Levítico 26:37 continúa la maldición del pánico con enemigos tropezando; aquí los filisteos experimentan una confusión divina similar.
Josué 2:9 tiene a Rahab diciendo que el terror de los cananeos cayó sobre ellos; el mismo miedo inducido por Dios entre los enemigos que el temblor aquí.
Jueces 7:21 describe el campamento madianita huyendo en pánico; paralelo al temblor filisteo y al terremoto aquí.
2 Reyes 7:6 muestra a Dios haciendo que los sirios oigan ruidos y entren en pánico; el mismo terror sobrenatural que el temblor aquí.
Salmos 14:5 dice que los impíos están llenos de temor porque Dios está con los justos; el mismo miedo inducido por Dios que el temblor aquí.
Éxodo 23:27 promete que Dios enviará terror y confusión entre los enemigos, exactamente el pánico divino visto aquí.
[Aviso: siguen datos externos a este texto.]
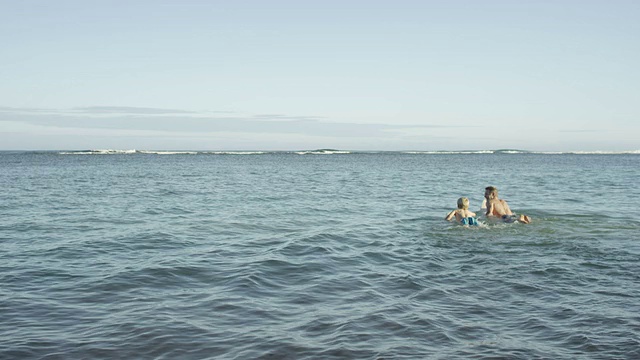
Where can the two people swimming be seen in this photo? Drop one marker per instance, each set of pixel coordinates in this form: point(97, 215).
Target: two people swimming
point(495, 208)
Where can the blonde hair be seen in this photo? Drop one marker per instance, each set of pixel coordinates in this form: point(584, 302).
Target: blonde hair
point(463, 203)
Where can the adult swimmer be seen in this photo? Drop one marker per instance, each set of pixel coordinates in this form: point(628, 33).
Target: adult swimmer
point(499, 208)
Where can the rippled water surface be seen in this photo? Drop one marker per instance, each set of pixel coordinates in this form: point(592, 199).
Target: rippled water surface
point(306, 256)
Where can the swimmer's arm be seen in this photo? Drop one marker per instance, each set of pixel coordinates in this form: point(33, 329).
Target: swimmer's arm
point(506, 208)
point(490, 207)
point(450, 216)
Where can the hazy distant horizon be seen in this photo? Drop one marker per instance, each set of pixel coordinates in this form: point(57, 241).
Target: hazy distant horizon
point(286, 75)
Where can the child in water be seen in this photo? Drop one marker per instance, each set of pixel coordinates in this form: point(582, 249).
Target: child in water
point(462, 213)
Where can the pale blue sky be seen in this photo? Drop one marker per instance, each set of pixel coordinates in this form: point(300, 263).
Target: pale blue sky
point(286, 75)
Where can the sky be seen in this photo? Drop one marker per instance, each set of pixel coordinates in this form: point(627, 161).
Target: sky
point(559, 75)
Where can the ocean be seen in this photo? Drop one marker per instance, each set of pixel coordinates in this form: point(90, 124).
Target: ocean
point(317, 255)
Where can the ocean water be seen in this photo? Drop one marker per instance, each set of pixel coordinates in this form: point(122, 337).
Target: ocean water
point(316, 255)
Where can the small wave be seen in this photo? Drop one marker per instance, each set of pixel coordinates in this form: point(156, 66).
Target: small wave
point(442, 152)
point(234, 152)
point(98, 152)
point(322, 152)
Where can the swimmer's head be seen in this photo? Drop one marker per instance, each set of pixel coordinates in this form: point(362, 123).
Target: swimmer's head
point(490, 192)
point(463, 203)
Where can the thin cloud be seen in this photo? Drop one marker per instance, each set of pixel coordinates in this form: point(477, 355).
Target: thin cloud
point(180, 121)
point(128, 110)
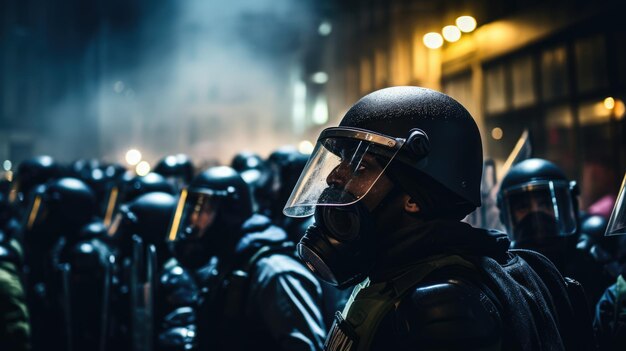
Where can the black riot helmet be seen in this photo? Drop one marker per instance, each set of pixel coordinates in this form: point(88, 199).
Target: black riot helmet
point(148, 216)
point(284, 167)
point(30, 173)
point(537, 203)
point(209, 216)
point(252, 169)
point(177, 168)
point(59, 208)
point(424, 141)
point(246, 160)
point(131, 188)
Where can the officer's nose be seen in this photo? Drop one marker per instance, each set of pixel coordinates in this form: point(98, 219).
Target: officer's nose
point(338, 176)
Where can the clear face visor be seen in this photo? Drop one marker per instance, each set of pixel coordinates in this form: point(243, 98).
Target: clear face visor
point(346, 159)
point(617, 221)
point(539, 210)
point(195, 214)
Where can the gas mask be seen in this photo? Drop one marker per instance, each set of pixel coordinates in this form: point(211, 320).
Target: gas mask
point(340, 247)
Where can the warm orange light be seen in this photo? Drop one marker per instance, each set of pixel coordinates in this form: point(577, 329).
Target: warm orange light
point(497, 133)
point(142, 168)
point(466, 23)
point(451, 33)
point(433, 40)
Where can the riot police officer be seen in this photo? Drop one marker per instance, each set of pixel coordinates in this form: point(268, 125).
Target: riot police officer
point(56, 215)
point(255, 294)
point(157, 297)
point(283, 169)
point(177, 169)
point(129, 188)
point(388, 189)
point(610, 317)
point(538, 207)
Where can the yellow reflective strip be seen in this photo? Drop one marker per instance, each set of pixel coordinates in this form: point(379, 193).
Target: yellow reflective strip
point(177, 215)
point(33, 213)
point(110, 206)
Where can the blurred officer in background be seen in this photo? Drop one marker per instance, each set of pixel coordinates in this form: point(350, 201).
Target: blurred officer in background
point(255, 294)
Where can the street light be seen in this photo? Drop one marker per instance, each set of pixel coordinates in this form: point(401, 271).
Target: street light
point(142, 168)
point(433, 40)
point(451, 33)
point(466, 23)
point(133, 156)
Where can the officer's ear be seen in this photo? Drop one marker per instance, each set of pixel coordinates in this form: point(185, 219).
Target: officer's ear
point(410, 205)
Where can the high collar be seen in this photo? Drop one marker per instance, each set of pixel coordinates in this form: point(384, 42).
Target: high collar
point(437, 237)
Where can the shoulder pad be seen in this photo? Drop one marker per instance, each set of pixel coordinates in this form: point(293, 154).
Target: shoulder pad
point(178, 287)
point(179, 338)
point(450, 314)
point(180, 317)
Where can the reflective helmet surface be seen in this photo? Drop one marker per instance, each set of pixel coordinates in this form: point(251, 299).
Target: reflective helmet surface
point(177, 166)
point(209, 215)
point(148, 216)
point(61, 207)
point(537, 202)
point(427, 133)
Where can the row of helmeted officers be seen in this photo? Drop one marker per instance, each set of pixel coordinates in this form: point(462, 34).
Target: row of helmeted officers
point(359, 246)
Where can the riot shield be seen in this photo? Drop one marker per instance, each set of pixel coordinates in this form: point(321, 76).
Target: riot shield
point(142, 287)
point(488, 214)
point(479, 218)
point(617, 221)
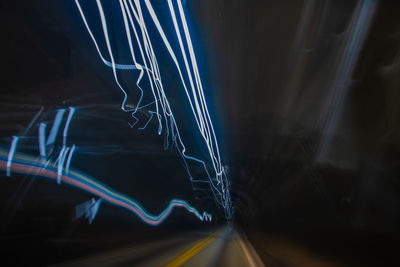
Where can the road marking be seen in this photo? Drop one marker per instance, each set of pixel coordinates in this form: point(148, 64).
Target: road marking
point(191, 252)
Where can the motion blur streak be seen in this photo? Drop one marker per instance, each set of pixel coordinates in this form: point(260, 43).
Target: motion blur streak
point(141, 48)
point(25, 165)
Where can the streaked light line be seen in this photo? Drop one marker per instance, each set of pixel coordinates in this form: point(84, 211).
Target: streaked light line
point(88, 184)
point(56, 126)
point(42, 139)
point(11, 153)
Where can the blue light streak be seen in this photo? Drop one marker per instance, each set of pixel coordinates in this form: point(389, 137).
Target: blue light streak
point(144, 60)
point(24, 164)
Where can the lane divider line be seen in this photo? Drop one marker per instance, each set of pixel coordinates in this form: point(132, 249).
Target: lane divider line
point(192, 251)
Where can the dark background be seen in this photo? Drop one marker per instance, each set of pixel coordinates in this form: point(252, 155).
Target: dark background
point(312, 163)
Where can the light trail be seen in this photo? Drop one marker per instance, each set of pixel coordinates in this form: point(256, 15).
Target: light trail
point(138, 16)
point(26, 165)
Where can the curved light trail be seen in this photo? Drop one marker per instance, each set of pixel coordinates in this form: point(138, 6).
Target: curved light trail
point(138, 16)
point(23, 164)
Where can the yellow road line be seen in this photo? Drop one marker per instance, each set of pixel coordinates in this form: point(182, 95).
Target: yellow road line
point(191, 252)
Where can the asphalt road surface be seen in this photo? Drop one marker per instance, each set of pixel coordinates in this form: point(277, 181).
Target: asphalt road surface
point(224, 247)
2 Crónicas 14:14 dice 'el temor de Jehová cayó sobre ellos', exactamente el terror enviado por Dios que causa el temblor aquí.
Salmos 53:5 repite el mismo terror enviado por Dios con 'gran terror donde no había terror', reforzando el origen divino del pánico aquí.
Zacarías 14:13 describe un gran pánico de Jehová que causa destrucción mutua, paralelamente al pánico filisteo aquí.
Deuteronomio 32:30 pregunta cómo uno podría perseguir a mil a menos que Dios los entregue; la misma causa divina de derrota, aunque aquí el temblor es el medio.
En Daniel 5:6, el terror de Belsasar ante la escritura en la pared refleja el pánico divino aquí; ambos muestran a Dios causando miedo repentino.